= Strategic silence =

Strategic silence is a communication tactic and rhetorical practice involving the intentional withholding of speech. It is a calculated pause, a deliberate absence of verbal response employed to achieve a specific goal. Unlike simply being quiet, strategic silence is a conscious choice, a tool wielded with purpose. It can be an instrument in negotiations, debates, interpersonal relationships, and even broader social and political contexts. The effectiveness of strategic silence lies in its ambiguity. It can be interpreted in a multitude of ways, fostering uncertainty and prompting introspection in the other party. This ambiguity can be leveraged to gain an advantage, create space for reflection, or even exert pressure without uttering a single word.

== Motivations ==
The motivations behind strategic silence are varied. It can be used to signal disagreement or disapproval without direct confrontation, allowing a person to express their stance subtly. In negotiations, a carefully timed silence can create an opportunity for the other party to reconsider their position or offer concessions. It can also be used to gather information, allowing the other person to fill the void with more details or reveal their true intentions. Silence can also be a tool for emotional regulation, providing a moment to process information and formulate a thoughtful response rather than reacting impulsively. In some cultures, silence is valued as a sign of respect and attentiveness, a way of demonstrating careful consideration before speaking. This cultural context further complicates the interpretation of strategic silence, adding layers of meaning beyond the spoken word.

Beyond interpersonal interactions, strategic silence finds application in various professional settings. In crisis communication, companies might strategically remain silent for a period to assess the situation and formulate a cohesive response, avoiding premature or ill-informed statements that could exacerbate the crisis. This calculated silence allows for information gathering and strategic planning before addressing the public. Similarly, employees may employ strategic silence in workplace situations, for example to avoid being drawn into office gossip, to signal disagreement with a proposed course of action without directly challenging their superiors, or to allow a colleague to take the lead in a presentation. This can be a delicate balancing act, as the line between strategic silence and disengagement can be thin.
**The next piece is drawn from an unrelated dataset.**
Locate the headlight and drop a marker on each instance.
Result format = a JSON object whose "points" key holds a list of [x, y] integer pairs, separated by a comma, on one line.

However, strategic silence is not without risks. It can be misconstrued as indifference, arrogance, or even hostility. In situations where communication is crucial, prolonged silence can exacerbate misunderstandings and create further barriers. The effectiveness of strategic silence depends heavily on the context, the relationship between the parties involved, and the cultural norms at play. What might be perceived as a powerful move in one situation could be completely ineffective or even counterproductive in another. Therefore, the decision to employ strategic silence requires careful consideration and a nuanced understanding of the dynamics of the interaction.